Nature manager Carl Zuhorn about Spoonbill Sinagote: “Normally, the spoonbill arrives on Vlieland between 1 and 15 April, but she hasn’t been seen yet. She has not yet been observed in the Lauwersmeer, where she always goes first and hangs around with some of the same species,” says Carl Zuhorn. “After a few days, she moves a bit more west and ends up on the island of Vlieland. Unfortunately not so far.” Sinagote’s transmitter broke last year and she can no longer be followed. Every day Zuhorn and his colleagues search across the WaddenSea to see if they see the bird among the other foraging spoonbills. “The colonies are well occupied, that’s not the problem. It remains to be seen what will happen, it will be exciting. She was always a woman of the clock.”
Doomsday scenario
Sinagote was one of the first spoonbills with a new type of transmitter that provided a lot of information about the migrations. Zuhorn is not yet thinking of a doomsday scenario. “Spoonbills sometimes have the habit of skipping a year or moving to another colony somewhere. Perhaps she is on the Boschplaat (a saltmarsh on the next Wadden Sea island Terschelling, ed.) where no one has looked yet, or on the island of Ameland. Here she is at least not yet found,” he says, disappointed. According to Zuhorn, there are dangers on the route of the spoonbill. “By following her transmitter-routes, we come across places where power lines hang and wind farms have been built. Nowadays, the lake IJsselmeer also has a wind farm. She has been flying over it at 160 meters in recent years and a windmill is about 115 meters. If the wind is in the wrong direction , she can be sucked down like that.” It cannot be due to Sinagote’s age, because there are spoonbills of 29 years old, Zuhorn knows. He is hopeful that he will see the bird again soon. “In August, September she is always fattening up on the east side of the Lauwersmeer for the migration to Brittany.
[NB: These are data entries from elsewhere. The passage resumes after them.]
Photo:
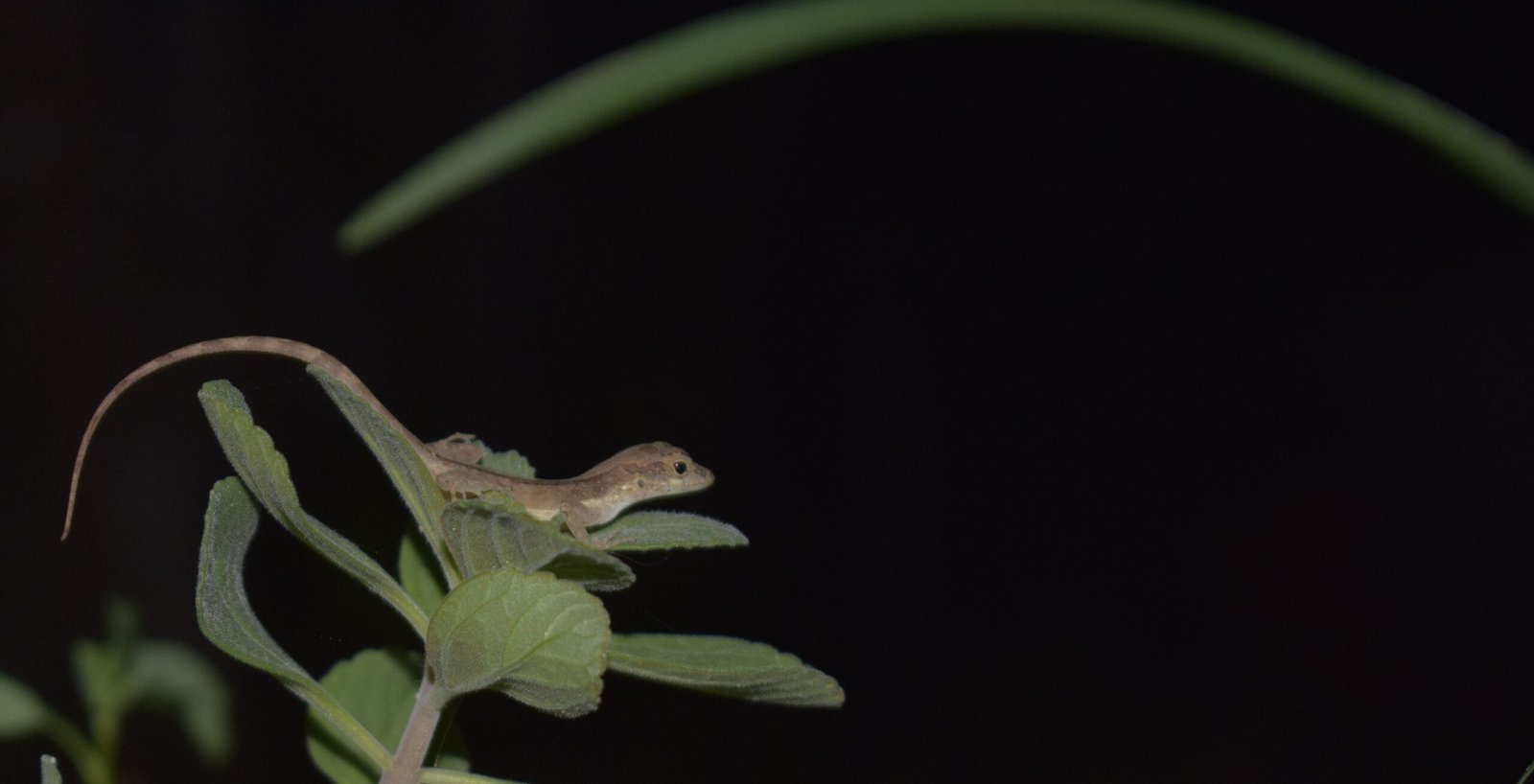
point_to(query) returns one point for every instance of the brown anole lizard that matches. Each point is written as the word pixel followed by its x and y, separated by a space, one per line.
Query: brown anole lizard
pixel 639 473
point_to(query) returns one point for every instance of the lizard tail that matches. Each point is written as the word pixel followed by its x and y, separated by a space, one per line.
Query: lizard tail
pixel 221 345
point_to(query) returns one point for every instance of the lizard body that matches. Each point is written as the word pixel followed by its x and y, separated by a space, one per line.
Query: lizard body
pixel 639 473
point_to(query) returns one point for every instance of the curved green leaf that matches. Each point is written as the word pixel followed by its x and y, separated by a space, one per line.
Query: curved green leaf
pixel 229 622
pixel 266 474
pixel 643 531
pixel 20 710
pixel 541 640
pixel 483 538
pixel 751 40
pixel 725 666
pixel 380 689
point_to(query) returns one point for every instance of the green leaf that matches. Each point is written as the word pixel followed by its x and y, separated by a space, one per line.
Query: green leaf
pixel 51 771
pixel 175 679
pixel 754 38
pixel 266 474
pixel 541 640
pixel 483 538
pixel 398 456
pixel 641 531
pixel 380 689
pixel 436 775
pixel 725 666
pixel 20 710
pixel 230 623
pixel 421 577
pixel 100 669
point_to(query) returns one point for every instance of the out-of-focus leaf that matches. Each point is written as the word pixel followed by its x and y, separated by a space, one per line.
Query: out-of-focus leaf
pixel 51 771
pixel 178 680
pixel 20 710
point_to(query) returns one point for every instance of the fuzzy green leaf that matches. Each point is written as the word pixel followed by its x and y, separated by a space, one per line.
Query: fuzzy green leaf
pixel 20 710
pixel 99 669
pixel 483 538
pixel 51 771
pixel 643 531
pixel 725 666
pixel 230 623
pixel 266 474
pixel 419 576
pixel 541 640
pixel 398 456
pixel 178 680
pixel 380 689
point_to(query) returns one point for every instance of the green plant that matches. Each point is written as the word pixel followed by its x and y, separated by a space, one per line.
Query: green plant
pixel 754 38
pixel 117 676
pixel 500 600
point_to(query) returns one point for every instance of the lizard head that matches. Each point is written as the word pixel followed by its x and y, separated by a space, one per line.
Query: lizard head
pixel 654 470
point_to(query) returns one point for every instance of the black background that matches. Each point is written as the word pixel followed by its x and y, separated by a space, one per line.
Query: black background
pixel 1097 413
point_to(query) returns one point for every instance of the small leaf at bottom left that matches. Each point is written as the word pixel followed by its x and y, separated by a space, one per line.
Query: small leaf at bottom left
pixel 20 710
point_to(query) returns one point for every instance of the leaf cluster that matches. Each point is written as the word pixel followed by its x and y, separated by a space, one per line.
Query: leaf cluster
pixel 499 599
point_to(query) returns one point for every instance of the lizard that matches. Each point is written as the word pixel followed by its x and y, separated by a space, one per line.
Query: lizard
pixel 639 473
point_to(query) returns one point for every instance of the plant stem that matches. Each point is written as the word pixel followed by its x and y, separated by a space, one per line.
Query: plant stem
pixel 416 740
pixel 754 38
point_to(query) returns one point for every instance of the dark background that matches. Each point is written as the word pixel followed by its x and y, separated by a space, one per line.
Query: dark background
pixel 1097 413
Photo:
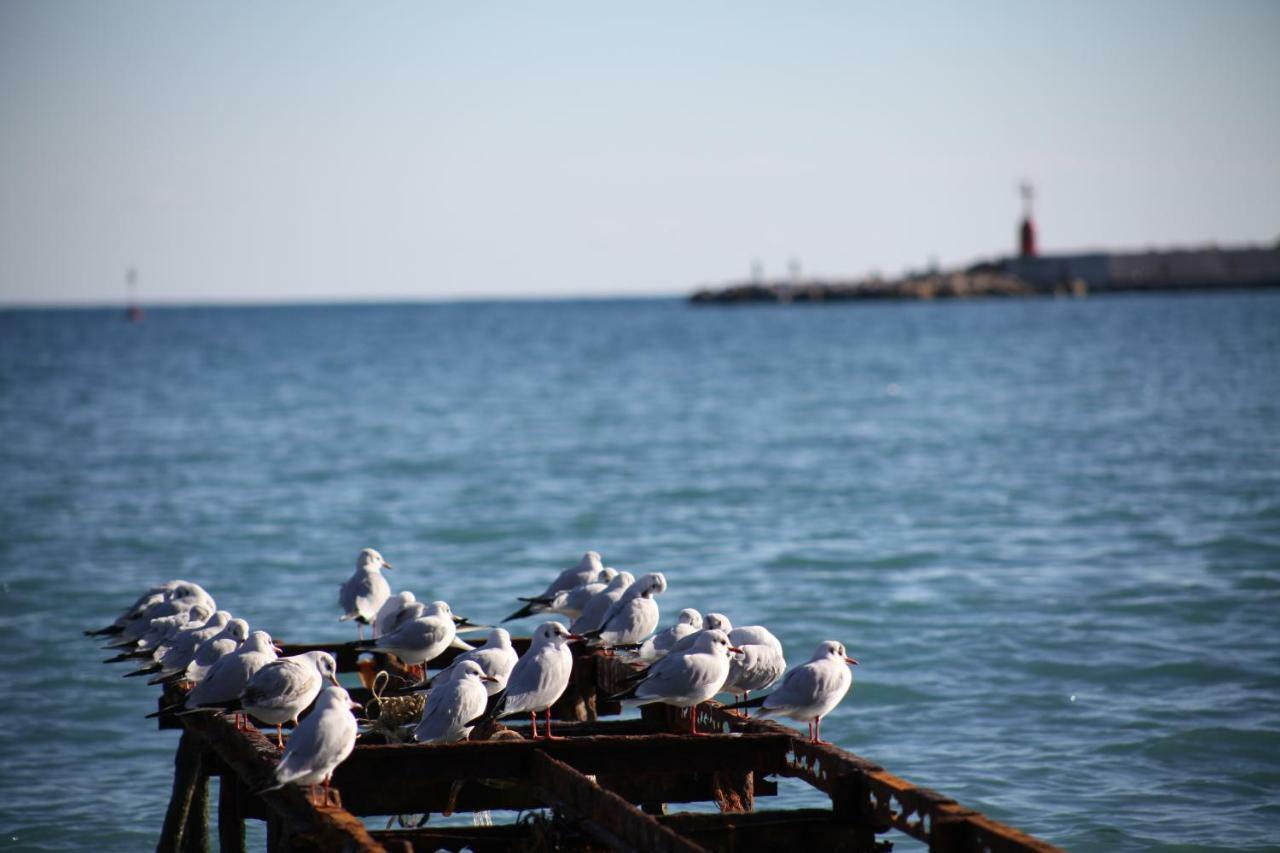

It is still possible that she will suddenly reappear.
July 1st 2023 - follow-up
Sinagote has still not been observed, not on Vlieland in the colony, not on the mudflats south of Vlieland, nowhere else on the Wadden Sea Islands and not in France either. We still have a glimmer of hope that she is alive. This year Spoonbill Lauwers did return to the colony on the Wadden Sea island Schiermonnikoog. He also has a transmitter, since 2016. Since then he came to Schiermonnikoog every year to breed. Except in 2022 when he didn’t come. The text messages the transmitter sent every day showed that he had stayed in the Marismas del Odiel near Huelva in southern Spain. That is the area where he has spent the winter since his birth in 2006. In 2022 he decided not to breed and just spent his summer in Odiel. In March of 2023 he came to breed on Schiermonnikoog again, and with success. He raised a chick. So who knows, Sinagote may have skipped a breeding season and she is in a place where there are just no observers. That could be the saltpans of Guerande, for example. She wintered there more and more in recent years, but almost never an observer comes to those saltpans. So who knows, she might turn up again in 2024!